Allocations when constructing a matrix from columns

Hey all!

I’m constructing a matrix from another matrix like this:

shapematrix(xs) = [xs[:,1].-xs[:,4]  xs[:,2].-xs[:,4]  xs[:,3].-xs[:,4]]

This is somewhat in an inner loop of my program, and I would like to reduce the number of allocations happening. @time reports that there are 13 allocations here, when I would think a single one would be sufficient, and it seems no matter how I rewrite the function, the number of allocations is always in the double digits.

Is there a way of writing this that makes Julia be a little more clever about it memory management?

I’m also using Zygote.jl, which doesn’t support mutating Arrays, so I can’t make a zero array and fill in the entries afterwards.

I’m new-ish to Julia, so maybe there’s something obvious going on here?

Note first that you can use broadcasting to rewrite this:

shapematrix2(xs) = xs[:, 1:3] .- xs[:, 4]

In order to reduce allocations, you can use views:

shapematrix3(xs) = @views xs[:, 1:3] .- xs[:, 4]

Let’s benchmark, and remember to use BenchmarkTools for this, not the @time macro, although the allocation results look similar:

julia> X = rand(1000, 4);

julia> @btime shapematrix($X);
  11.534 μs (14 allocations: 95.05 KiB)

julia> @btime shapematrix2($X);
  5.226 μs (5 allocations: 54.97 KiB)

julia> @btime shapematrix3($X);
  1.895 μs (4 allocations: 23.63 KiB)
3 Likes

I haven’t used Zygote, but this sounds odd. All of these array operations initialize arrays and then modify them afterwards, even if you don’t see it explicitly in the top-level code.

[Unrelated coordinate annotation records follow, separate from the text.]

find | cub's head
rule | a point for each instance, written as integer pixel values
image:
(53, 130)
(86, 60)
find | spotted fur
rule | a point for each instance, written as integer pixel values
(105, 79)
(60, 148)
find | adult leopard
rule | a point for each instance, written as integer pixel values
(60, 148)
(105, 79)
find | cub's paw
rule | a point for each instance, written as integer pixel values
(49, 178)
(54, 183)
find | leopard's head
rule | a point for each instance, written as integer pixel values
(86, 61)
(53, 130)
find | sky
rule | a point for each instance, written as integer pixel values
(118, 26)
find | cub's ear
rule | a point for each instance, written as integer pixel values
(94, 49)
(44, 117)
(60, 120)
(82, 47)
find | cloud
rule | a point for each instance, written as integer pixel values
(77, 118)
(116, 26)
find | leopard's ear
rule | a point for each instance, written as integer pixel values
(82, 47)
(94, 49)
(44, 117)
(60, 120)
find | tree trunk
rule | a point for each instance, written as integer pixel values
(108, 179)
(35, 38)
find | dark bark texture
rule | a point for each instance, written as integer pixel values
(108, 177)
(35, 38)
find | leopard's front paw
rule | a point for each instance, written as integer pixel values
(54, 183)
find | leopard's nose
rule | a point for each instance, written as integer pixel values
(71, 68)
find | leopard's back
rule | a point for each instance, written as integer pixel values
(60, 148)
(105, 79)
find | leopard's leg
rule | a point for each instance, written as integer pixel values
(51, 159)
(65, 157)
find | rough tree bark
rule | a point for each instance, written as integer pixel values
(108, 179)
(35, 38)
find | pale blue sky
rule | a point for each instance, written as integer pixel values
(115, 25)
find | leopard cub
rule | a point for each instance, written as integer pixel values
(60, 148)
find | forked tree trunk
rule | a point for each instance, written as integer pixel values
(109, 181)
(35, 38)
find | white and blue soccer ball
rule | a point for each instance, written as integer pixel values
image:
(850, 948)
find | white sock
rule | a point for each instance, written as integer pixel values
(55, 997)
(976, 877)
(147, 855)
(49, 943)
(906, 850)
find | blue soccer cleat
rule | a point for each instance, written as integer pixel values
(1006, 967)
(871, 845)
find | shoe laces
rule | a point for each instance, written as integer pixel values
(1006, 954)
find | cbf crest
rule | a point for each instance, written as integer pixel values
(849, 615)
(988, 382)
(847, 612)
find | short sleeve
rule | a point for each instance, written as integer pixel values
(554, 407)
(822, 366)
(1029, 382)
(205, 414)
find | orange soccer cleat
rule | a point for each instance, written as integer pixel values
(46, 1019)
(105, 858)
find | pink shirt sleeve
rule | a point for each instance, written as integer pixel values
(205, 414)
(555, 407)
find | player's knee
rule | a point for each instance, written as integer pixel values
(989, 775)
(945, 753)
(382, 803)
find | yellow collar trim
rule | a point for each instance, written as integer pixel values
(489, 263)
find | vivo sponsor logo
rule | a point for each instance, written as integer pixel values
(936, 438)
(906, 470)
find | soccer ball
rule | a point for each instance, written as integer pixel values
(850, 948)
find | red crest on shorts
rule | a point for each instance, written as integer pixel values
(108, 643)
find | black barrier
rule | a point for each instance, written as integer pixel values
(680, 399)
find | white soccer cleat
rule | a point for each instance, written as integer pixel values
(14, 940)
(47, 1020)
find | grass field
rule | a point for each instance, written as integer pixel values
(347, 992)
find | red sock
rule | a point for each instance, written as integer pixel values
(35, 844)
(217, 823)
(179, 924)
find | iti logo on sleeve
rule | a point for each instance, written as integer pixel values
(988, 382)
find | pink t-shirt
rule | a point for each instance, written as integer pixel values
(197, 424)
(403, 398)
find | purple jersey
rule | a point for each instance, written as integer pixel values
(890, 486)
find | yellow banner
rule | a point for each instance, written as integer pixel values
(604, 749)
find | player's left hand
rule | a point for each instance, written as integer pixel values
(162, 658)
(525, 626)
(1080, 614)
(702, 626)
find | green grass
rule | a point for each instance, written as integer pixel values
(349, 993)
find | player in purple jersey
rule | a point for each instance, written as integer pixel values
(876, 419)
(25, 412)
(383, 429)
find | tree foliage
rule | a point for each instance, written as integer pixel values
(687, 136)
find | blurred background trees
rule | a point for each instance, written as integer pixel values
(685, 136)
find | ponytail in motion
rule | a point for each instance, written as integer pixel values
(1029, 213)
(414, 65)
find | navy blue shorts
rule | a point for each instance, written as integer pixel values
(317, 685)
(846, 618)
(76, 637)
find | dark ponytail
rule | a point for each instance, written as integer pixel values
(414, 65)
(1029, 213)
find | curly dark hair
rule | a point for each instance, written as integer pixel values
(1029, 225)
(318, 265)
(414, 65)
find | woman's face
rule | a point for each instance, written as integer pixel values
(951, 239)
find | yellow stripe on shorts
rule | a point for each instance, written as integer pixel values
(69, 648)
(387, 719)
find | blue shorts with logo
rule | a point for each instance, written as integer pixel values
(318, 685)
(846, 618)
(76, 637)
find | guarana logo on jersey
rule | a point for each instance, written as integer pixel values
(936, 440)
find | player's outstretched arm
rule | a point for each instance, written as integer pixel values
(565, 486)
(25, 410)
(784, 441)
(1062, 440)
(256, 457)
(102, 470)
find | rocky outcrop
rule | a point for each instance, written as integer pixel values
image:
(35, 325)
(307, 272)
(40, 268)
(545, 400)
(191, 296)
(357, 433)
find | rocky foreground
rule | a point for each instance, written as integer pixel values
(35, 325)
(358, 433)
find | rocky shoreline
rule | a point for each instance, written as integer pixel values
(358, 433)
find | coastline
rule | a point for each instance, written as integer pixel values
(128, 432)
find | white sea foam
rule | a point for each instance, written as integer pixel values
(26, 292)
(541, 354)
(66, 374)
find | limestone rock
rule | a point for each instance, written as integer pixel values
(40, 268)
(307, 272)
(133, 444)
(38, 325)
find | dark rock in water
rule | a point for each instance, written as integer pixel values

Thanks! I’ve tried to use views before, but for each column and as written in the OP, and this didn’t help anything so I figured that wasn’t the problem.

I’d still like not to use broadcasting excessively, since I find it utterly unreadable, but it’ll do for now.

I don’t know anything about Zygotes internals, but an educated guess is that if only internal procedures do the mutation then Zygote has a well defined boundary where it can reason about the operations done to the matrices and calculate gradients based on that.

I know for a fact that the mutation doesn’t work, because if you try you get the error ERROR: Mutating arrays is not supported :smile:

Really? It exists to make code easier to read and write, that’s sort of the point. Comparing

[xs[:,1].-xs[:,4] xs[:,2].-xs[:,4] xs[:,3].-xs[:,4]]
# and 
xs[:, 1:3] .- xs[:, 4]

I find the former really hard to read, and the latter very clear.

(Stream of consciousness: “The first line is, hmm a jumble of expressions, oh, it’s horizontal concatenation. And it’s hard to see the pattern, because the indices are jumping, and oh, it’s minus between each term, is it? yes, and 1, 4, 2, something, oh, 1,4,2,4,3,4, ah, 1,2,3 minus the fourth. ok.” The latter is just “Subtract the 4th column from the other three.”)

I’d be interested in hearing what you don’t like about it. Maybe there’s some little mental block that can be cleared?

1 Like

In addition to @DNF’s excellent suggestions, if this is really a bottleneck in your code then you could write a micro-optimized mutating version and then define the adjoint manually. See the Zygote manual for details. (I am just pointing out the technical possibility, but I would guess that it is overkill here).

That said, if you are new to Julia then focusing on allocations like this may not be the best allocation (heh) of your time.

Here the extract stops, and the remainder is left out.